Kalani nem sequer ousou contestar seu lorde, e a passos acelerados se retirou rapidamente do local passando por um segundo homem que seguia seu lorde, prestou pouca atenção em quem era pois estava envergonhado de ter tomado uma bronca.

— Podia ter sido mais gentil lorde Hakuro. 

— Ele precisa de disciplina. Gazel me disse que ele está tendo dificuldade nos treinos e na utilização do Ry, com esse sermão ele irá se focar mais no treino para novamente não ter que cuidar da biblioteca a noite. 

— Perspicaz como sempre, meu lorde. — Observou que Lorde Hakuro encarava a capa do livro de Karan, umas das técnicas secretas de Ryoto. — O senhor conseguiu decifrar os livros, senhor? 

— Não. — Guardou o livro. — Eu continuo estudando o Osoi. Sinto que há algo que ainda não descobri sobre essa técnica. Talvez o segundo estágio se refira a...

Um ninja da Lótus Negra chegou correndo em alta velocidade, suando frio e com o desespero tomando conta do seu corpo, trazia consigo notícias urgentes. 

— Meu Lorde… — Ele elucidava, estava ofegante e puxava o ar para tentar se recompor. — Na cidade de Dalloi, perto do Deserto que Caminha apareceu… 

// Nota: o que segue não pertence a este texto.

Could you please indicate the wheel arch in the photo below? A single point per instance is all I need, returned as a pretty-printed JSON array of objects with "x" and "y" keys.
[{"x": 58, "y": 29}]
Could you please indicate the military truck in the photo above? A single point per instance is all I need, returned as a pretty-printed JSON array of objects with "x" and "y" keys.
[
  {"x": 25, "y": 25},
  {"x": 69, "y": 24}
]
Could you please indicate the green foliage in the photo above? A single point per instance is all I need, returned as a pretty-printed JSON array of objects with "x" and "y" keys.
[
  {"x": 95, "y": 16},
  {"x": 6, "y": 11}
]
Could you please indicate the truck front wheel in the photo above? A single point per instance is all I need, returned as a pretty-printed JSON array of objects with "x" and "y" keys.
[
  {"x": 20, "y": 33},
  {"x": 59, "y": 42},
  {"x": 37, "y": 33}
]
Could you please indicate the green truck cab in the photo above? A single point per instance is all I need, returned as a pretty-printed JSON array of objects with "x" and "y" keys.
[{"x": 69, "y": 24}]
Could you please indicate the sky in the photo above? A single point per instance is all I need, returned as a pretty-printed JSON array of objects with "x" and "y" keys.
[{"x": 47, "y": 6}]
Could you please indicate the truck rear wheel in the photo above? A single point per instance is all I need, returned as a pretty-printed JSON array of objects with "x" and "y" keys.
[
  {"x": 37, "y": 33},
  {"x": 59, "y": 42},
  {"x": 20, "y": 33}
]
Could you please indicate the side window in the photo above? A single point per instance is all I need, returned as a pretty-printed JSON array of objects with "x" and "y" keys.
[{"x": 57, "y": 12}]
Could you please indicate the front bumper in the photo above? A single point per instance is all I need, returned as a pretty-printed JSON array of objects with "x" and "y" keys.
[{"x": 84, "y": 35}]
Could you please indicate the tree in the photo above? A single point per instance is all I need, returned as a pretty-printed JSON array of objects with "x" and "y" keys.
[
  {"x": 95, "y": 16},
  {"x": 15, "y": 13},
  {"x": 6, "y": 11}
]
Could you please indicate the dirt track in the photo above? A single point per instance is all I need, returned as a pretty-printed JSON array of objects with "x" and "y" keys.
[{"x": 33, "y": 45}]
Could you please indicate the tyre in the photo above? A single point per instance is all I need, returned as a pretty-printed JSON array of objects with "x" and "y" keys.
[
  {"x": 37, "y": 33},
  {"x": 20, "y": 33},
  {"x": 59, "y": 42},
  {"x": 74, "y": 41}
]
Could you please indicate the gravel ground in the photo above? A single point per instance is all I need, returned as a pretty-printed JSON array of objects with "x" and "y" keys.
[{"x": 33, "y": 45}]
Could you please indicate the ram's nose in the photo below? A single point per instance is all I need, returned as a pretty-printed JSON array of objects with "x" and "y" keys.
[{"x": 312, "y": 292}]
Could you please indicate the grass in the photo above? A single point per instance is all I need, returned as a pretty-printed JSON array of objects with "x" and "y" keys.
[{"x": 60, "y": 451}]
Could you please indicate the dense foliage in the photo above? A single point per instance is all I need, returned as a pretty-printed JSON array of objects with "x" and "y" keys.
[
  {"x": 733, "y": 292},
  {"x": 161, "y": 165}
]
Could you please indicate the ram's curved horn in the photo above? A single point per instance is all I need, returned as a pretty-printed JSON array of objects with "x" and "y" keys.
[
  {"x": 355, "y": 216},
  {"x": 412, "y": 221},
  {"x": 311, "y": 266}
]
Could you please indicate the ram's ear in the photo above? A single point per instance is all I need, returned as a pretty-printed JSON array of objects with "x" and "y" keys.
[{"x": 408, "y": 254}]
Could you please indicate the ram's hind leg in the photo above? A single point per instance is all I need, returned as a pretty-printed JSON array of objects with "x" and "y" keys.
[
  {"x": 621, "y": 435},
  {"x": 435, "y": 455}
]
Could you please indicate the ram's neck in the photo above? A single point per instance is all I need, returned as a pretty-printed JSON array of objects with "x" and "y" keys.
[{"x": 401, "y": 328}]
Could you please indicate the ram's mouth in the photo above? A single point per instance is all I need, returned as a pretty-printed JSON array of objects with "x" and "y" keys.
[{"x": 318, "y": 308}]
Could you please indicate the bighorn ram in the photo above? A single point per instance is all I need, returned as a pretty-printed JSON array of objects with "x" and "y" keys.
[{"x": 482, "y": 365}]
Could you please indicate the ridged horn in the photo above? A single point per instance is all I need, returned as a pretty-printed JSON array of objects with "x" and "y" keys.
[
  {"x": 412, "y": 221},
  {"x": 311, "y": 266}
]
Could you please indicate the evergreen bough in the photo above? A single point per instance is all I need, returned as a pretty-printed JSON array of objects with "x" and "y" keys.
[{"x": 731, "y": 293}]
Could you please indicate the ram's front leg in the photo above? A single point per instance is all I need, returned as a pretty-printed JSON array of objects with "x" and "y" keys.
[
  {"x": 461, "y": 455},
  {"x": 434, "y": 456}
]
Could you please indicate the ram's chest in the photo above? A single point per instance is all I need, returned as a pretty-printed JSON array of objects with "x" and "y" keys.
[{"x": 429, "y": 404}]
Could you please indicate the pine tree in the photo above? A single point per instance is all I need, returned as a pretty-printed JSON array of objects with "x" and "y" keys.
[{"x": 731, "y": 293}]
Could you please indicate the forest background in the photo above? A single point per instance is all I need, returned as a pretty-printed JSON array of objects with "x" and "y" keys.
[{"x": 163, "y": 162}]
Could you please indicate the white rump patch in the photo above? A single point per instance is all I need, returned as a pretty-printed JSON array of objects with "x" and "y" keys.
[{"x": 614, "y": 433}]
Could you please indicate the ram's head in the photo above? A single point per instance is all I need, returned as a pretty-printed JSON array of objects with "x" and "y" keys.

— Acalme-se. Desespero apenas irá piorar sua falta de ar. Se for alguma das criaturas não se preocupe, a família Iona e a família Nyune se encarregam daquela área. 

O ninja continuava lutando para que o ar entrasse em seus pulmões, provavelmente o desespero fez com que ele perdesse o controle da respiração enquanto usava a técnica Ry. Era isso que Hakuro pensava no momento. 

Já estava acostumado. Mesmo a técnica Ry sendo a mais básica dentre todas as técnicas e o essencial para que se entrasse na Lótus Negra, muitos perdiam o controle quando se deparavam com uma situação de dificuldade o que evidenciava sua falta de experiência. O Deserto que Caminha é um local estranho, as areias se movimentam como o oceano e as poucas criaturas que conseguem sobreviver lá são espantosas. O Réquiem – um tubarão de areia como é popularmente conhecido – já comeu um antigo companheiro de Hakuro na época em que ele era um simples ninja em treinamento. 

— Não senhor, você não compreendeu… — Uma das sobrancelhas de Hakuro se levantou agora com a atenção voltada ao ninja. — A informação acabou de chegar, alguns moradores viram… Um Noredan. 

Quando as palavras saíram da boca daquele Ninja, Hakuro esbugalhou os olhos, não conseguia acreditar naquilo que ouvira e por um momento perdeu a razão. Virou para o outro homem que estava ao lado do ninja. 

— Kana, o general Olú e seu grupo estão se preparando para partir até a cidade de Revin que fica perto da cidade de Dalloi neste momento, não é? — indagou Hakuro e Kana confirmou com a cabeça.

— Envie uma mensagem agora mesmo para que eles fiquem na espreita. Eu quero que capture aquele Noredan. 

— Como quiser meu Lorde. — A passos rápidos Kana e o ninja se retiraram da presença de seu Lorde o deixando sozinho à mercê de seus pensamentos. 

Hakuro cerrou os dentes lembrando de tudo que os Noredan já fizeram com o mesmo. Então, fechou a mão.